What do we associate with ballet? First and foremost, it is elegance, refinement, and grace. This art is rooted in 18th century when Catherine de Medici, an Italian aristocrat interested in arts, married the heir to the French throne Henry II, and brought her great love for dance to France. She became the first patron of ballet. At that time, ballet included, alongside dancing, also dialogues and drama elements. A great length of time has elapsed since then, but ballet still continues being associated with something royal and aristocratic.
Behind exquisite dance costumes, classical melodies, and ballerinas’ smiles, there is tremendous work, life’s passion and wisdom. The world’s most famous ballerinas such as Maya Plisetskaya, Svetlana Zakharova, Matilda Kshesinskaya, have known since their childhood who they wanted to be and step by step they were turning their dream to reality by investing a great deal of effort. The ballerina Ekaterina Maximova once said, “Ballet is not just my profession, it’s also my life”, and she proved it by giving life to the most brilliant stage images.
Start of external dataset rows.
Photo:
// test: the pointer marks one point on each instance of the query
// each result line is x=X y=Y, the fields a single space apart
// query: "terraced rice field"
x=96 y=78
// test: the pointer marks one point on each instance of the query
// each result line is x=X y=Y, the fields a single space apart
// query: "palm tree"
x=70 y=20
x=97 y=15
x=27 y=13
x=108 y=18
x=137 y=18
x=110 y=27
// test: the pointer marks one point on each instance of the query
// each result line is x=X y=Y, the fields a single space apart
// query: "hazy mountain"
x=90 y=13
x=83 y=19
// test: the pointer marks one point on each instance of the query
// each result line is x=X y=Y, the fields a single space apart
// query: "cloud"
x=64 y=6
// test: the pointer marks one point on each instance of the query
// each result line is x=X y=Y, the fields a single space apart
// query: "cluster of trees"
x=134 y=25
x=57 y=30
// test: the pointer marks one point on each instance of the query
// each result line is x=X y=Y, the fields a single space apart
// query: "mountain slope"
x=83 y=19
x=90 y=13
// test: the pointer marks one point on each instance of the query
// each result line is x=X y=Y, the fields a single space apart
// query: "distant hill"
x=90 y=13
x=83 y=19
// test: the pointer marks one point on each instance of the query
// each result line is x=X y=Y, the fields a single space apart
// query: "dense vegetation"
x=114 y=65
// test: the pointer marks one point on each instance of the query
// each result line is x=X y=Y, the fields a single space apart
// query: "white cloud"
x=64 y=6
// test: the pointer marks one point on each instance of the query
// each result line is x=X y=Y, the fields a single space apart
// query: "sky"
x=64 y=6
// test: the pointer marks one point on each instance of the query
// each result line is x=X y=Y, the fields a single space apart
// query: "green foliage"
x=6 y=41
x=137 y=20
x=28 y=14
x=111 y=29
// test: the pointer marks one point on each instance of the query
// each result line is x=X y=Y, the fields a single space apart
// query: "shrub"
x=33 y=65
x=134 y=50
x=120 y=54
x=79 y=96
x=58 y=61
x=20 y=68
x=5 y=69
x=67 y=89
The ballet’s present is in our own hands. Those who love arts live by the sense of beauty. The UWCF’s team seeks to raise and introduce to the world future ballet stars performing on the global level. This has become a good path for philanthropists and arts patrons to skilfully and professionally support the choreographic art of Ukraine. Audience sees ballet as embodied elegance, ease and gracefulness. In fact, it is everyday grind, a hard and persistent work. It is for a reason that ballet performers typically have a special body posture and an inner sense of beauty.
In view of this, United World Cultures Foundation provides continuous support to the Ukrainian ballet and facilitates its development.